Allan Takes Aim Blog

Priests and politicians: is there a difference?

Posted on: 17 March 2013


My blogs are always available at: https://donallan.wordpress.com. To make direct contact e-mail me at: dca@netspeed.com.au

Priests and politicians: is there a difference?

This week, two events occurred: the election in Vatican City of an Argentine Cardinal to be Chief Priest of the Roman Catholic Church (The Pope) and Canberra’s 100th birthday. Of these two events which do you think will be remembered, if remembered at all, as being of importance? Possibly neither, though the Papal election is the most likely.

No doubt some people will be upset at pairing the Vatican and Canberra but the fact is that environment is much the same as Vatican City is as much a political city as Canberra. That said perhaps the comparison should be between the Pope and Australia’s Prime Minister whose official home is Canberra.

It could be said that both the Pope and Australian Prime Minister reached reach their positions in the same way. The Pope was elected leader of the Roman Catholic Church by a conclave of equals and the PM by a conclave of Labor politicians. The only difference: the result of the Pope’s election is not known before the papal conclave starts whereas the result of the political conclave is known before it starts.

As to the philosophy preached by the two leaders, the Pope advocates caring for the poor, tolerance, humanity, love of God, truth, honesty, integrity and kindness et al, a philosophy set 2,000 years ago, that will get you to heaven. That the philosophy still stands is due to the fact that, apart from claiming to be the Son Of God, as a good politician, Jesus Christ its creator of the philosophy used a cabinet of 12 apostles (who today would be called priests) to promote it.

By example these priests did their best to convert people to the philosophy that later became known as Christianity. And that they were successful is clear as today 1.2 billion people still follow the philosophy. (A brief personal statement: Although I believe in parts of this philosophy but not in God I am Agnostic. But neither do I hold any brief for any other religious group such as Islam, Hinduism et al or any particular political philosophy)

Odd as it seems there is little difference between the basic philosophy of most Christian religions and Australia’s Labor Party. Christian religions promise us entrance to a mystical and glorious heaven when we die if we adhere to their philosophes, while Labor promises heaven on earth (Utopia) if we follow its philosophy. Unfortunately for both, neither have evidence to back their claim.

Despite this lack of evidence the Australian Labor party is still promising Utopia. Unfortunately for Labor, Utopia seems anchored fast in dreamland. One would not need to be a member of Mensa to see the reason why and also see why more and more people in Australia now disbelieve most Labor politicians. The reason: not only does party philosophy change overnight but, at the whim of the PM and some cabinet colleagues and for reasons of expedience, it can change hourly so leaving some cabinet and non- cabinet MPs bewildered.
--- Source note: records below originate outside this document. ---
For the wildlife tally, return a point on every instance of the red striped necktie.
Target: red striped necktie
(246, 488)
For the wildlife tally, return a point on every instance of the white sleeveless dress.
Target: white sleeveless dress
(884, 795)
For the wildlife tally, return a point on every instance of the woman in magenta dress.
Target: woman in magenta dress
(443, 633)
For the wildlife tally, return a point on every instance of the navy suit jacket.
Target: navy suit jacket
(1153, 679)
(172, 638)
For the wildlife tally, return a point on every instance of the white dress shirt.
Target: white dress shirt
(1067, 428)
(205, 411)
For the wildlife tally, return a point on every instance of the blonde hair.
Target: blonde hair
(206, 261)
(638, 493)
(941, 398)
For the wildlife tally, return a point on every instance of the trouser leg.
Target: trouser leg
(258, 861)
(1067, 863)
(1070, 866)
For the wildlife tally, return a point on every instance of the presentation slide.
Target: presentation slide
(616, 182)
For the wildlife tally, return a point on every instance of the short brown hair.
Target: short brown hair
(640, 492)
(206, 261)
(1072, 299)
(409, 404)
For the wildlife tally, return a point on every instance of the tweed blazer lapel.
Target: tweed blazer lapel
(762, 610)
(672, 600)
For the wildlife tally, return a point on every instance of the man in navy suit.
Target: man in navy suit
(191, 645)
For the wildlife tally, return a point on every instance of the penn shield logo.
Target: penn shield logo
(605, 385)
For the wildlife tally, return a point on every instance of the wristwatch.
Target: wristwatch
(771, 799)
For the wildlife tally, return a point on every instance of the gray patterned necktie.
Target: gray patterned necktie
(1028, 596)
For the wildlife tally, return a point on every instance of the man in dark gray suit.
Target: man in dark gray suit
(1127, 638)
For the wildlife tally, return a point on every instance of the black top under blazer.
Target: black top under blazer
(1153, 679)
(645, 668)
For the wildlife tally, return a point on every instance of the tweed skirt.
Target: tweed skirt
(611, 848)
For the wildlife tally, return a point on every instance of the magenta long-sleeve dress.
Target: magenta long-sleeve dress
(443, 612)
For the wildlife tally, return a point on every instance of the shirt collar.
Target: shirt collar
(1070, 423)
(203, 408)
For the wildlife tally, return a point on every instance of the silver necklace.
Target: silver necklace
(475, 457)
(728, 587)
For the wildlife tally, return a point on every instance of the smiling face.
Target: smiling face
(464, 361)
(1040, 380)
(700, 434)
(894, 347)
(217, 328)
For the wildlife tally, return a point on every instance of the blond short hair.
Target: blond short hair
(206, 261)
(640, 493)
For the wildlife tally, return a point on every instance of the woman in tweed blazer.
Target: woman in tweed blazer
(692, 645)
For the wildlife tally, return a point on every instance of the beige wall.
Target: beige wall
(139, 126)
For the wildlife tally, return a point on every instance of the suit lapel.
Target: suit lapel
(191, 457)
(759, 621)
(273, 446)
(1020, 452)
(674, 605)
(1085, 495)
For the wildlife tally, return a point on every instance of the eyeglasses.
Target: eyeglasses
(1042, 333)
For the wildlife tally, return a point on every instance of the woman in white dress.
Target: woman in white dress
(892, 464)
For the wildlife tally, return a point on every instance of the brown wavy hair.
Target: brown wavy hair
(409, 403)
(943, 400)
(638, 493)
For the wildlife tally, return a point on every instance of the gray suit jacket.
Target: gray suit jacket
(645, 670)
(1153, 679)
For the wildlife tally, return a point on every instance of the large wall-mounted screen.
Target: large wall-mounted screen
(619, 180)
A glaring example of the latter is the proposed media reform. Demanding that this media reform bill be made law is the height of arrogance. And while voters might admire firm leaders they dislike like arrogant leaders particularly when they seem to have stopped listening and stumble from one disastrous policy to another such as PM Gillard and her cabinet have done.

Labor’s memory of these mistakes has conveniently vanished into the mists of time where it will bump into many other Labor mistakes, the list of which is too long to publish. What will not be Included in that list is the legislation that has increased taxes and keeps on increasing the cost of living thus creating misery not Utopia.

For the benefit of the Prime Minister Gillard let me paraphrase the old saying, marry in haste and repent at leisure into: become PM in haste and repent at leisure. Unfortunately, Prime Minister, come September you will find out that after making mistakes repentance always comes too late. At the same time you will find that when push comes to shove and despite their fine promises of loyalty, those who helped you make those mistakes will desert you to minimise any damage to their ambitions.

In ending this piece and looking for a succinct message to summarise the image of the PM what came to mind was not that she is Australia’s first female Prime Minister but that she seems to have qualities of Emperor Nero of whom it was said: he fiddled while Rome Burned. The other Nero similarities she displays are her extravagance and the execution of people perceived as enemies.

The extravagances are so well known they speak for themselves. Hopefully the politically executed will also be able speak for themselves because while the physical execution of political enemies has now largely died out in the western world, executing perceived political enemies is still carried out as many in the Australian Labor Party and, for that matter, the Liberal Party can testify to.